Why watch Citizen Kane when you could check Instagram for new photos of shoes? Tim Green wonders if the phone could do what TV, video and DVD failed to achieve: kill cinema…
Many many years ago I used to write about the video industry. By video industry, I mean VHS tapes.
Remember those, kids?
During that time, there was perennial discussion about the imminent death of the cinema. Video was flying, and experts mused that this would lead people to abandon the big screen.
DVD and TV promised a rival screen experience, but it turned out they were complementary to the movies. The mobile doesn’t offer an alternative at all. It kills attention. And that’s far worse.
Actually, the debate had been running for years. The only thing that changed was the identity of the assassin. In the 50s it had been TV. And after VHS video would come satellite TV, DVD, Blu-Ray, 3D TV, streaming.
All of them were going to spell the end of the cinema, warned the pundits. People would stop going because of the cinematic experience they could get at home.
None of the warnings proved true.
Quite the contrary. It was still fun to go the ‘pictures’ and get an epic collective experience. In fact, cinema takings went up. Two of the top four money makers of all time were released in 2015: Star Wars Episode VII: The Force Awakens and Jurassic World grossed over $3.5bn between them.
Despite this, I wonder if the end is nigh (again) for the big screen. And you can probably guess the culprit. Yep, our beloved smartphone.
So why should this new prediction of doom be any different from all those previous false dawns? Well, DVD, TV et al promised a rival screen experience, but it turned out they were complementary to the movies. The mobile doesn’t offer an alternative at all (though some people watch movies on the phone). It kills attention. And that’s far worse.
A few days ago, one cinema chain AMC Entertainment mooted the idea of smartphone-friendly screenings. Its CEO reasoned it might be the only way to get more young people to go to the cinema. “When you tell a 22-year-old to turn off the phone, don’t ruin the movie, they hear ‘please cut off your left arm above the elbow,’ he said.
There was a furious backlash, which promoted a U-turn and a statement: “There will be no texting allowed in any of the auditoriums at AMC Theaters.
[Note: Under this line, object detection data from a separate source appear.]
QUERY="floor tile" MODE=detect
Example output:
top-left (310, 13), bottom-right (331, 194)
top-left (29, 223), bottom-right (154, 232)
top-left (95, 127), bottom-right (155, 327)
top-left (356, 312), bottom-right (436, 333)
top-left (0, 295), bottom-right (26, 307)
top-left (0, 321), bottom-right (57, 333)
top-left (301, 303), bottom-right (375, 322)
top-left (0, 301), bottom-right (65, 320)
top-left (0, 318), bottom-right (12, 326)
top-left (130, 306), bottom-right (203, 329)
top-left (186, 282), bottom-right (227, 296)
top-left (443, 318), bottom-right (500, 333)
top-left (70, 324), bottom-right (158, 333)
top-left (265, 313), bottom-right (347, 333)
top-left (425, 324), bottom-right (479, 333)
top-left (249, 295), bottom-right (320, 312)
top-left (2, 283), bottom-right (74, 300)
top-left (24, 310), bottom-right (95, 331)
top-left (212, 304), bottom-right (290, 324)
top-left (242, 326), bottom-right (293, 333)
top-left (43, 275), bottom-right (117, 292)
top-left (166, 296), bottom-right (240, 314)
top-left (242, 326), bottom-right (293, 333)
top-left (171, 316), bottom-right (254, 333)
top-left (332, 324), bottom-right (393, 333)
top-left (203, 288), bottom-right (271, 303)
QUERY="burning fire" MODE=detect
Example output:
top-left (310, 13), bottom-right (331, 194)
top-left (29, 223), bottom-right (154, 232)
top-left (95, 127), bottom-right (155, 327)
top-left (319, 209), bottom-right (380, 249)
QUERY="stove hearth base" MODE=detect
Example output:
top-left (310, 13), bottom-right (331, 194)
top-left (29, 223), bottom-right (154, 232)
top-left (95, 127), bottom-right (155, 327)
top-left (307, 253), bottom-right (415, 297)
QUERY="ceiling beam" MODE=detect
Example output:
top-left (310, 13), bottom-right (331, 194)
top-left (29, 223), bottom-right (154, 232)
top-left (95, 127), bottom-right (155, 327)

Not today, not tomorrow, and not in the foreseeable future.”
It struck me as an irony that AMC responded to a storm of protest on social media. I wonder how many people were tweeting their displeasure during an 8pm showing of Batman vs Superman.
This is the point. You can ban texting and ask people to be considerate, but the addictive qualities of the ‘like’ and the ‘retweet’ make it extremely difficult to resist pulling out the phone anyway.
I suspect that most people – apart from the odd genuinely unpleasant idiot – do not want to disturb their fellow cinemagoers. And yet they can’t fight the urge to check their mobile when the film gets a bit boring. The problem is, the best films can be kind of boring. Drama needs tension, and to get tension you have to vary the pace. That means slow bits.
This weekend I saw a German film, Victoria. It’s about a waitress who meets some high-spirited guys after a night out and hangs around with them for a while before things take a nasty turn.
For the first hour, not much happens in terms of plot. But that just makes the second half more nerve-shredding. You’ve got to know these people. It wouldn’t be the same if the film plunged you into the drama after five minutes.
Many smartphone addicts would simply not have been able to tolerate that first hour. I understand that. But what an experience they would have missed.
It’s telling that I watched Victoria at home. I’m a movie addict, but I just don’t go to the cinema much any more. When I do, I confess it’s to an arty middle-class venue where I can guarantee the audience will be as superior and picky as I.
So the smartphone effect is driving people like me away from the cinema, and it’s degrading the experience of those that still go. Meanwhile, Hollywood makes films not for movie-mad snobs, but the kind of people that can’t pay attention for 90 minutes.
The wrong people!
Now, I’m not saying there are no good films being made. Of course there are. But they’re all on Netflix or Amazon Prime or Curzon. I can watch them at home, and I do. That leaves the big screen for juvenile nonsense about superheroes, CGI kids films with animals that talk like stand-up comedians and sequels to juvenile nonsense about superheroes and CGI kids films with animals that talk like stand-up comedians.
It’s self-perpetuating. As the cinema becomes more noisy and distracted, Hollywood makes films that make more noise and require less attention. And so the cycle continues.
Which is why I will watch the directors’ cut of Ratchet & Clank on my home cinema set-up.